“Never stop learning! That should be your mindset. There isn’t an alternative!” – Futurist Jim Carroll
A phrase I often use on stage – “Learning is what most adults will do for a living in the 21st century.” It’s from Lewis J. Perelman, who authored a seminal work, “School’s Out: Hyperlearning, The New Technology, and the End of Education,” which took a prescient look at what had to happen in order to move the world’s most intractable industry forward. It certainly my thinking about the future in the context of skills and careers.
Almost 30 years on, the struggle continues.
Successful people focus on enhancing their ability to generate just-in-time-knowledge. It’s a phrase I’ve been using for almost 3 decades – I first wrote it into my book Surviving the Information Age back in 1997. It is more powerfully relevant today in the context of fast change.
If you aren’t learning, you are dying.
Let’s take you back to put it into context, where I’m quoted years ago in the Toronto Star today with my observations on the future of knowledge, careers, and work. Kind of provocative, but I really believe it to be true….
Forget what you think you know
Toronto Star, Oct 25/05
You know a diploma is worth less and less. Soon it’s going to be worth nothing at all.
If you’ve just completed an undergraduate degree you might not want to hear what Mississauga-based futurist Jim Carroll has to say.
“For young people, I think one of the things they will need to understand is the skill of `just-in-time’ knowledge,” says Carroll, who advises companies across North America.
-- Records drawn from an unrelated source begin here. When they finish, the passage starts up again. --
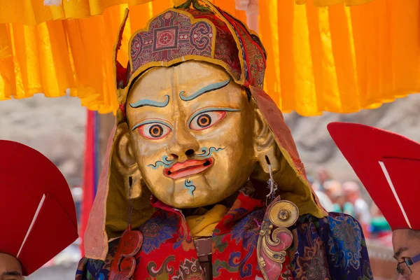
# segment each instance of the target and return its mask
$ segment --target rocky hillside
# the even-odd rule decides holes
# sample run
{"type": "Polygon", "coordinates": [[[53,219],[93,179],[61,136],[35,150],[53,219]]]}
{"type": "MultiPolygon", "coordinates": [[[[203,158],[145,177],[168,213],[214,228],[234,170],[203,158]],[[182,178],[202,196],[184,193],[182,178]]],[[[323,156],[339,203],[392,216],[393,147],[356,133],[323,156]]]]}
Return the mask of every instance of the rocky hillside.
{"type": "MultiPolygon", "coordinates": [[[[327,132],[330,122],[374,125],[420,141],[420,94],[352,114],[326,113],[303,118],[291,113],[285,118],[307,172],[311,174],[323,165],[339,180],[356,178],[327,132]]],[[[82,176],[85,120],[85,108],[76,98],[38,95],[0,102],[0,139],[20,141],[40,150],[59,167],[69,184],[78,185],[82,176]]]]}

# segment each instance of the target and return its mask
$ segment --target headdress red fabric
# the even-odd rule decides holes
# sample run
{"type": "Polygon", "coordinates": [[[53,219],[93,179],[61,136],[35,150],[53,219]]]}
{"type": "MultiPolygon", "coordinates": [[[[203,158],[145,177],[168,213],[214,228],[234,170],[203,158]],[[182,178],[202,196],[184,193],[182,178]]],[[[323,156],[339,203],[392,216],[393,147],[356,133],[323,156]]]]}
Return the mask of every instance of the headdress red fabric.
{"type": "Polygon", "coordinates": [[[41,153],[0,140],[0,253],[29,275],[78,237],[76,209],[59,170],[41,153]]]}
{"type": "Polygon", "coordinates": [[[420,144],[363,125],[332,122],[328,128],[391,229],[420,230],[420,144]]]}

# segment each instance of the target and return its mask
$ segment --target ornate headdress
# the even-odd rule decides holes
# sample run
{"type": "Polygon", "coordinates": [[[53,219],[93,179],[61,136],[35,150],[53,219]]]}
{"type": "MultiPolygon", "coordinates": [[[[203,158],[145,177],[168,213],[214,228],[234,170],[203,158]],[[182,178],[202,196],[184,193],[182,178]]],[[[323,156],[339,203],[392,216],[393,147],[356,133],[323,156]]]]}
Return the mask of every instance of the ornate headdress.
{"type": "MultiPolygon", "coordinates": [[[[126,122],[125,103],[130,87],[148,69],[171,66],[188,60],[219,65],[237,84],[251,93],[275,136],[283,155],[281,176],[276,178],[276,183],[281,186],[281,199],[292,201],[298,205],[300,214],[309,213],[316,217],[326,216],[326,212],[320,206],[306,178],[303,164],[283,115],[263,90],[266,54],[258,36],[207,0],[200,2],[201,4],[198,0],[188,0],[175,8],[168,9],[152,18],[145,29],[135,32],[130,40],[127,68],[117,60],[128,16],[126,13],[115,44],[114,57],[120,105],[117,111],[117,125],[126,122]]],[[[113,161],[116,160],[112,158],[113,142],[118,137],[114,136],[114,133],[108,142],[110,155],[106,160],[109,161],[105,162],[87,229],[88,234],[85,234],[86,255],[91,258],[104,259],[108,235],[117,236],[115,232],[122,233],[127,225],[124,223],[128,205],[127,192],[121,186],[122,178],[115,167],[113,161]],[[106,204],[108,197],[112,197],[112,205],[106,204]]],[[[264,171],[267,174],[269,172],[264,171]]],[[[268,218],[270,209],[279,200],[278,197],[268,206],[267,226],[272,223],[268,218]]],[[[131,220],[134,227],[139,226],[145,218],[148,218],[147,216],[150,216],[152,211],[148,197],[139,197],[136,205],[134,213],[138,216],[131,220]]]]}

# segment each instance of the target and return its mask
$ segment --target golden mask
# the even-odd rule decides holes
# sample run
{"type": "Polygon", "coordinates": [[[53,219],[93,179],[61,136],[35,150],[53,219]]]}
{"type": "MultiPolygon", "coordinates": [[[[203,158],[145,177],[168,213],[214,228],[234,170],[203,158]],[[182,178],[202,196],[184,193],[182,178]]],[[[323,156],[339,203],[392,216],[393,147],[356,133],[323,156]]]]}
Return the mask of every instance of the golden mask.
{"type": "Polygon", "coordinates": [[[131,88],[126,111],[146,185],[177,208],[232,195],[253,170],[257,140],[273,141],[244,88],[209,63],[150,69],[131,88]]]}

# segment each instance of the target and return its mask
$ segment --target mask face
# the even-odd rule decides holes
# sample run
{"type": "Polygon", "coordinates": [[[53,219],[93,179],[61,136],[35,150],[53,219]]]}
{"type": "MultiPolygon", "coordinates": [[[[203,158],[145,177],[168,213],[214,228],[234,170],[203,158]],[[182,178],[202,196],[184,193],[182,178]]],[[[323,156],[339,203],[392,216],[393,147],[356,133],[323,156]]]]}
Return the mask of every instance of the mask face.
{"type": "Polygon", "coordinates": [[[126,110],[140,172],[164,203],[217,203],[249,178],[255,112],[222,68],[190,61],[152,69],[131,89],[126,110]]]}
He explains that “just-in-time” knowledge is the skill of learning information during quickly advancing periods of change. The information learned is entirely — and possibly only — relevant at a specific time. Learning it will require people to immediately dump previous information that is no longer relevant at the same time.
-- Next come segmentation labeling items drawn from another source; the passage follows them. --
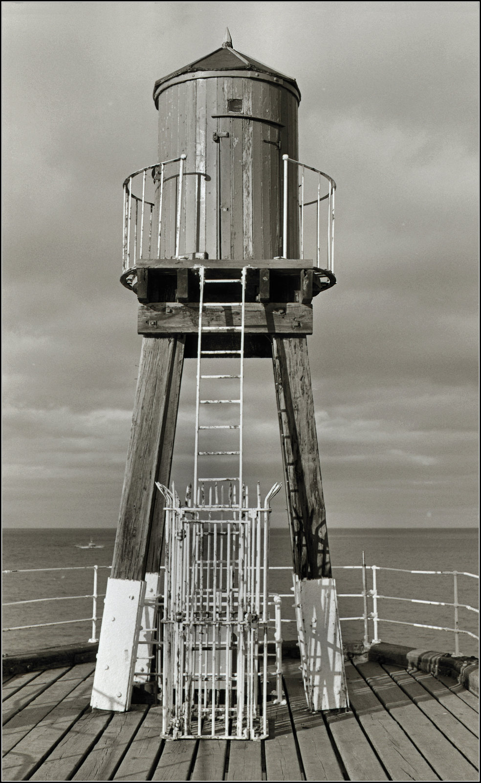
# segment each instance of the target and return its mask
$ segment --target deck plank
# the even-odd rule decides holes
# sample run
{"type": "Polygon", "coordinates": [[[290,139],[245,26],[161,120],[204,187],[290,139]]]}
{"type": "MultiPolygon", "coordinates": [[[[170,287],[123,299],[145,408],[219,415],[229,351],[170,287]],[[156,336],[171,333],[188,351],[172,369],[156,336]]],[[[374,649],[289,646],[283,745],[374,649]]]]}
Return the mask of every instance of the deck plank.
{"type": "Polygon", "coordinates": [[[2,752],[5,756],[66,697],[74,687],[92,674],[94,664],[74,666],[14,715],[3,729],[2,752]]]}
{"type": "Polygon", "coordinates": [[[70,780],[111,719],[110,713],[99,710],[82,715],[30,780],[70,780]]]}
{"type": "Polygon", "coordinates": [[[440,683],[432,674],[408,669],[411,676],[416,680],[425,690],[442,705],[446,709],[456,716],[476,737],[479,737],[479,725],[478,714],[475,713],[456,694],[452,693],[448,687],[440,683]]]}
{"type": "Polygon", "coordinates": [[[149,780],[162,748],[162,707],[150,707],[113,776],[114,781],[149,780]]]}
{"type": "Polygon", "coordinates": [[[225,780],[262,780],[260,742],[243,739],[231,742],[229,766],[225,780]]]}
{"type": "Polygon", "coordinates": [[[27,683],[20,691],[13,693],[5,702],[2,723],[3,725],[13,717],[20,709],[33,702],[43,691],[45,691],[56,680],[69,670],[69,667],[50,669],[41,672],[38,677],[27,683]]]}
{"type": "Polygon", "coordinates": [[[35,771],[88,708],[92,684],[91,676],[77,685],[7,753],[3,761],[4,780],[24,780],[35,771]]]}
{"type": "Polygon", "coordinates": [[[110,780],[148,709],[147,705],[135,704],[128,713],[116,713],[72,780],[110,780]]]}
{"type": "Polygon", "coordinates": [[[389,780],[351,710],[325,713],[350,780],[389,780]]]}
{"type": "Polygon", "coordinates": [[[306,780],[344,780],[322,716],[319,713],[313,714],[307,708],[299,666],[297,677],[288,675],[285,682],[306,780]]]}
{"type": "Polygon", "coordinates": [[[478,779],[475,767],[451,745],[379,663],[369,662],[357,664],[356,668],[441,780],[478,779]]]}
{"type": "MultiPolygon", "coordinates": [[[[434,677],[430,674],[417,672],[416,674],[420,677],[420,681],[418,681],[417,677],[412,677],[409,672],[407,672],[404,669],[400,669],[398,666],[385,666],[384,669],[392,677],[394,682],[397,683],[404,693],[409,696],[411,701],[422,710],[425,715],[427,715],[431,719],[440,731],[442,731],[444,736],[477,769],[479,752],[476,736],[469,729],[466,728],[464,723],[460,723],[452,713],[448,712],[447,709],[440,702],[433,698],[433,694],[429,688],[429,678],[434,680],[434,677]],[[423,684],[425,685],[424,687],[423,684]]],[[[436,680],[434,680],[434,682],[436,683],[436,680]]],[[[440,684],[438,683],[438,685],[440,684]]],[[[443,685],[442,687],[444,690],[447,690],[443,685]]],[[[451,694],[450,691],[448,693],[450,696],[456,699],[456,696],[454,694],[451,694]]],[[[475,714],[472,713],[472,710],[471,712],[473,715],[475,714]]]]}
{"type": "Polygon", "coordinates": [[[444,677],[441,674],[436,674],[436,679],[446,685],[446,687],[448,687],[452,693],[455,693],[458,698],[469,705],[476,713],[479,712],[479,698],[476,696],[474,693],[471,693],[470,691],[467,691],[464,685],[456,682],[452,677],[444,677]]]}
{"type": "Polygon", "coordinates": [[[303,779],[287,705],[267,702],[269,737],[264,740],[268,781],[303,779]]]}
{"type": "Polygon", "coordinates": [[[199,740],[192,781],[223,781],[227,753],[226,739],[199,740]]]}
{"type": "Polygon", "coordinates": [[[31,682],[41,672],[25,672],[23,674],[13,674],[11,677],[5,677],[2,686],[2,701],[5,702],[5,699],[9,698],[13,694],[20,691],[20,688],[23,687],[23,685],[31,682]]]}
{"type": "Polygon", "coordinates": [[[438,776],[352,664],[345,667],[350,705],[394,781],[437,781],[438,776]]]}
{"type": "Polygon", "coordinates": [[[195,739],[168,741],[152,777],[153,781],[187,781],[197,748],[195,739]]]}

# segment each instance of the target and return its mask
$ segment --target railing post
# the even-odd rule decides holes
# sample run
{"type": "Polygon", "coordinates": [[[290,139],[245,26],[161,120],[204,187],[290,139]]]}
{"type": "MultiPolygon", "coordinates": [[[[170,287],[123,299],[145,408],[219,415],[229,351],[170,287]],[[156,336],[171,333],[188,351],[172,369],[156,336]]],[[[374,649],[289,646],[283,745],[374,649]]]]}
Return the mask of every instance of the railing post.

“The concept of going to school for knowledge is kind of quaint,” says Carroll, who foresees a future when longer degree programs will become almost obsolete. “What is the relevance of a three or four or five-year degree program when half of what kids learn in their first year will be obsolete by the time they graduate?”
Carroll says the majority of knowledge needed in the workplace of the future will be gained from collaborative social networks, online sources, and independent learning.
As far as formal education goes, he doesn’t think many degree programs will be longer than about nine months.
“A survey I saw a couple of weeks ago said young people now think self-employment is more secure than a corporate job.
“As young people continue to completely reject the concept of the traditional workplace they will also move to educational models that suit their relationship with a changing work world.”